We overdenken elk onze eigen sombere momenten. Het brengt mij in een roes waarin ik de woorden spreek die ik vijfendertig jaar geleden, niet tegen de zoon maar tegen zijn vader had moeten zeggen.
“Mijn moeder is kort na mijn geboorte gestorven. Mocht ik haar met al mijn zorg en toewijding in leven hebben kunnen houden, had ik waarschijnlijk net hetzelfde voor haar gedaan als jij nu voor je moeder doet."
“Mama kan haar geluk niet vasthouden, het glipt haar door de vingers. Daarom wil ik bij haar blijven en haar zo een beetje van mijn geluk gunnen.
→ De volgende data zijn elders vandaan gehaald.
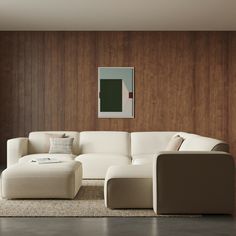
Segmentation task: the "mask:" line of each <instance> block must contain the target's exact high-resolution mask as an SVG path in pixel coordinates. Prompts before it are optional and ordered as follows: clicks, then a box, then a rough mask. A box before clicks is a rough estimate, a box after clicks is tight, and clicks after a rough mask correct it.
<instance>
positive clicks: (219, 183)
mask: <svg viewBox="0 0 236 236" xmlns="http://www.w3.org/2000/svg"><path fill="white" fill-rule="evenodd" d="M234 175H235V173H234V160H233V158H232V156H231V155H230V154H228V153H224V152H203V151H202V152H200V151H199V152H192V151H191V152H190V151H189V152H188V151H186V152H184V151H180V152H175V153H174V152H163V153H160V154H159V155H158V156H157V157H156V159H155V161H154V165H153V209H154V211H155V212H156V213H158V214H219V213H220V214H232V213H233V210H234Z"/></svg>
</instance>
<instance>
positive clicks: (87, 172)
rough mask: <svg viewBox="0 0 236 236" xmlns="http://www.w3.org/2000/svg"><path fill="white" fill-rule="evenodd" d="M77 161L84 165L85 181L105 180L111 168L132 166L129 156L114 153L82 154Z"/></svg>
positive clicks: (80, 155)
mask: <svg viewBox="0 0 236 236" xmlns="http://www.w3.org/2000/svg"><path fill="white" fill-rule="evenodd" d="M75 160H76V161H80V162H81V163H82V166H83V178H84V179H104V178H105V176H106V172H107V169H108V168H109V167H110V166H113V165H129V164H131V158H130V157H129V156H125V155H119V154H113V153H111V154H108V153H99V154H97V153H89V154H81V155H79V156H77V157H76V158H75Z"/></svg>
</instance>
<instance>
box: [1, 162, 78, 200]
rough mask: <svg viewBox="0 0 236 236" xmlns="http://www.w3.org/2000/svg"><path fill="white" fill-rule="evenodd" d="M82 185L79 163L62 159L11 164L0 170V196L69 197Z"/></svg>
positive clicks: (65, 198)
mask: <svg viewBox="0 0 236 236" xmlns="http://www.w3.org/2000/svg"><path fill="white" fill-rule="evenodd" d="M81 185H82V165H81V163H79V162H77V161H66V162H62V163H53V164H46V165H38V164H37V163H18V164H14V165H12V166H10V167H8V168H7V169H5V170H4V171H3V173H2V197H3V198H6V199H17V198H62V199H73V198H74V197H75V195H76V194H77V192H78V191H79V189H80V186H81Z"/></svg>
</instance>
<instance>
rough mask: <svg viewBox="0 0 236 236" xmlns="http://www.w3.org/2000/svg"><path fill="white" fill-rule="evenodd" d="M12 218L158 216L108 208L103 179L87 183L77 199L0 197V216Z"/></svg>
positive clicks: (152, 216)
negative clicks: (103, 193)
mask: <svg viewBox="0 0 236 236" xmlns="http://www.w3.org/2000/svg"><path fill="white" fill-rule="evenodd" d="M0 182H1V181H0ZM0 187H1V186H0ZM11 216H16V217H28V216H35V217H40V216H54V217H60V216H61V217H110V216H115V217H143V216H144V217H153V216H157V215H155V213H154V212H153V210H152V209H140V210H139V209H124V210H111V209H108V208H106V207H105V205H104V197H103V180H84V181H83V186H82V187H81V189H80V191H79V193H78V194H77V196H76V197H75V199H73V200H38V199H35V200H5V199H2V198H0V217H11Z"/></svg>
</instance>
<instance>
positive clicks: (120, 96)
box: [98, 67, 134, 118]
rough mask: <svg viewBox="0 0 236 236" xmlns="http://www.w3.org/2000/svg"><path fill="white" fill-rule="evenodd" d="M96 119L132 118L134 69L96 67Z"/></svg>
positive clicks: (133, 116)
mask: <svg viewBox="0 0 236 236" xmlns="http://www.w3.org/2000/svg"><path fill="white" fill-rule="evenodd" d="M98 118H134V67H98Z"/></svg>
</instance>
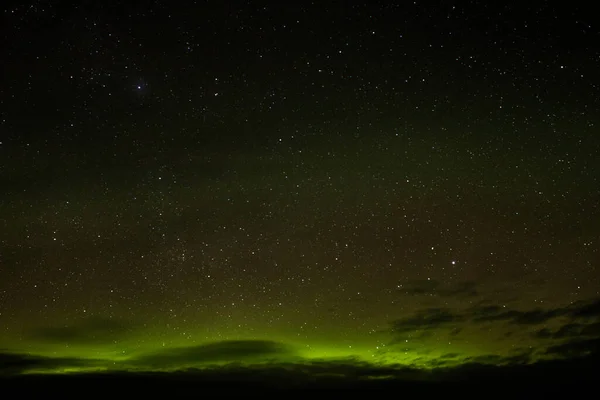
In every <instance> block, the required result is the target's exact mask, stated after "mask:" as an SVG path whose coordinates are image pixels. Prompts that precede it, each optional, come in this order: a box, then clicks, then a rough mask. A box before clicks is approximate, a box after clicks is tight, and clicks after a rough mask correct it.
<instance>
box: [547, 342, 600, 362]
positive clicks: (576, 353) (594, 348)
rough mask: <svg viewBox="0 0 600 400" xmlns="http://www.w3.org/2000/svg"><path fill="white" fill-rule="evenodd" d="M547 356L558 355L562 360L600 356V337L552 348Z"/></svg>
mask: <svg viewBox="0 0 600 400" xmlns="http://www.w3.org/2000/svg"><path fill="white" fill-rule="evenodd" d="M546 354H549V355H558V356H560V357H562V358H576V357H584V356H590V355H596V356H597V355H600V337H596V338H592V339H577V340H571V341H568V342H564V343H561V344H558V345H555V346H550V347H549V348H548V349H547V350H546Z"/></svg>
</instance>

Het brengt haar tot rust en helpt haar om in te slapen."
Ik bewonder Udo zijn wilskracht en positieve energie, zijn hoop en doorzettingsvermogen. Maar ik vrees voor de pijn en ontgoocheling achteraf.
Zo moet het tussen Erik en Lieve ook zijn gegaan. De jongen met het grote inlevingsvermogen die het leven van iedereen draaglijk wilde maken. Erik deed gewoon waar hij goed in was. De studierichting die hij koos lag in het verlengde van wie hij was. Politieke en sociale wetenschappen liet hem toe zich te verdiepen in het sociaal maatschappelijke. Hij engageerde zich voor de minst bedeelden, de slachtoffers, de ontheemden en andere door het leven ontredderde personen. Waar ik, Lieve en mezelf ook toereken. Ik ben Erik in zijn studiekeuze gevolgd. Met een heel ander motief. Om me te verbergen in het onpersoonlijke, hoogdravende van de politiek. Ik werd een voorvechter van de mensenrechten op het randje van fanatiek. Allemaal schijn. Alles om mijn eigen kwetsbaarheid te verbergen.
Lieve trok mee naar de stad. Niet om er te studeren. Zij ging liever werken. Overdag waren we haar kwijt maar 's avonds was ze aanwezig. Ze bezat het bijzondere talent om gewoon door er te zijn, leuke momenten te verknallen. Slachtoffer met droevig gelaat was haar sterkste nummer. Uren kon ze het volhouden. Wij voelden ons enthousiasme tanen. Wat we ook uitrichtten om aan de avond nog een positieve wending te geven, uiteindelijk bereikte ze keer op keer haar doel. Wij dienden ons als heelmeesters over haar te ontfermen. Uren met haar praten, haar gedachten een andere wending geven. Altijd tevergeefs. Soms dacht je, oké, we zijn er door, ze snapt het. Het bleek steeds een maat voor niets. Het slachtoffer kon je er niet uit halen.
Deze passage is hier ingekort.